Figure 2. AK treatment decision making. Note this is a simplified management diagram and other patient factors and physician factors such as experience and modality availability will play a role. PDT and 5-FU/calcipotriol are still options for those patients that do not require a quick treatment. Start back to the top of the diagram following field treatment review at 6–8 weeks and for future skin examinations.
AK, actinic keratosis; 5-FU, 5-fluorouracil; PDT, photodynamic therapy.
Review following field treatment
Clinical review typically occurs 6–8 weeks following cessation of field treatment, allowing time for the inflammation associated with treatment to subside. The review should also explore the patient’s experience, address concerns and revisit pretreatment expectations. Any residual lesion present at six weeks usually persists. These should be assessed clinically and with a dermatoscope, with biopsy or definitive treatment often indicated to exclude malignancy.
Regular skin examinations should be scheduled depending on individual patient risk. The author reviews patients with significant skin damage with a history of AKs at least yearly, and patients with a history of skin cancers at least six monthly. Regular review allows for timely detection of new primary skin cancers and AKs in previously treated areas and consideration of the need for further lesion-specific or field treatment. How effective the prior field treatment was and the patient’s subsequent UV protection strategies will determine the interval between field treatments.
Conclusion
Significant solar damage is typified by the presence of AKs, typically manifesting as field disease. There are several different treatment options available for management of these patients, including topical therapy, PDT and oral treatments. The specific regime will differ between individual patients, the area being treated and local expertise. Field treatments should be combined with sunscreen use and regular follow-up appointments.
Key points
- A focused history is required to assess overall risk. SCAN is a useful approach to elicit a lesion specific history of a lesion(s) concerning the patient.
- Some hyperkeratotic lesions require a lesion-specific management approach prior to field treatment, depending on clinical appearance and biopsy results.

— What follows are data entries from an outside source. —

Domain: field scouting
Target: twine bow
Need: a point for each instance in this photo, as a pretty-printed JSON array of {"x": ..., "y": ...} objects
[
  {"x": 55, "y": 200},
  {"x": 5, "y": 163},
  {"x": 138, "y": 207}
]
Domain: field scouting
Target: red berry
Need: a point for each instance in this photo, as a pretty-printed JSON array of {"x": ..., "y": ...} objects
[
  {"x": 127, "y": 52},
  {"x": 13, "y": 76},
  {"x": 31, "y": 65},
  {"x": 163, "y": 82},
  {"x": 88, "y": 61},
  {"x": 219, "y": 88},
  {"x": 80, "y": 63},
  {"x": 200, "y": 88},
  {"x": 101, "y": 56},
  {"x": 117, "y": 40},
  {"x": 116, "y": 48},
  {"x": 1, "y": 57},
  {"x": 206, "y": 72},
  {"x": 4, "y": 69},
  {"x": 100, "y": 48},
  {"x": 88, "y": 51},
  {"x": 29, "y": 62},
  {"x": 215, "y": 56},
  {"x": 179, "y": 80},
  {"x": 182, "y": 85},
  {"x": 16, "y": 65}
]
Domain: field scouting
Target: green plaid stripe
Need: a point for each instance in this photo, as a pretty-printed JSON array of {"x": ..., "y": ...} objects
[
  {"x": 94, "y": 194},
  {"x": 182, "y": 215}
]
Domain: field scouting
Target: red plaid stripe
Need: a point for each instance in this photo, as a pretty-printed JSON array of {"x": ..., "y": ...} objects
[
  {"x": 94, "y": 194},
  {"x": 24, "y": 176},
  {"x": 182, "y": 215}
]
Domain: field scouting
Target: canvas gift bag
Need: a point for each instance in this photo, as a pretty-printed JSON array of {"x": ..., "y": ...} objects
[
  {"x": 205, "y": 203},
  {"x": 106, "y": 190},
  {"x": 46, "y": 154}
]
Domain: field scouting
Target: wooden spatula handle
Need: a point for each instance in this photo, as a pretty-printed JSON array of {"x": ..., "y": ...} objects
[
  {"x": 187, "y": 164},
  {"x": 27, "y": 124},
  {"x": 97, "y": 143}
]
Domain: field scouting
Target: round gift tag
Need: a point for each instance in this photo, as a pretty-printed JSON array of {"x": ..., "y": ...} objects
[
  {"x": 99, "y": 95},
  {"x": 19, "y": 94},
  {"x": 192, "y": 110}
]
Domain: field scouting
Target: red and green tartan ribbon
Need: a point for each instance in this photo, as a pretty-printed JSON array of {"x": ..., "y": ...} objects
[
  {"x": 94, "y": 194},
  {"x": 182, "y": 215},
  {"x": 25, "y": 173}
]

- If field disease is present, a field treatment is required to adequately manage the disease burden and reduce the future risk in the treated area. Field cancerisation might require a multimodal approach.
- Several field treatment modalities exist. Tailoring the available options to the patient and the treatment sites requires careful assessment and discussion to ensure adherence and efficacy.
- If a lesion persists 6–8 weeks following field therapy, it should be treated as suspicious. Ongoing regular follow-up of patients (6–12 monthly) is required to assess for new primary skin cancers, the adequacy of prior field treatment and the need for future treatments.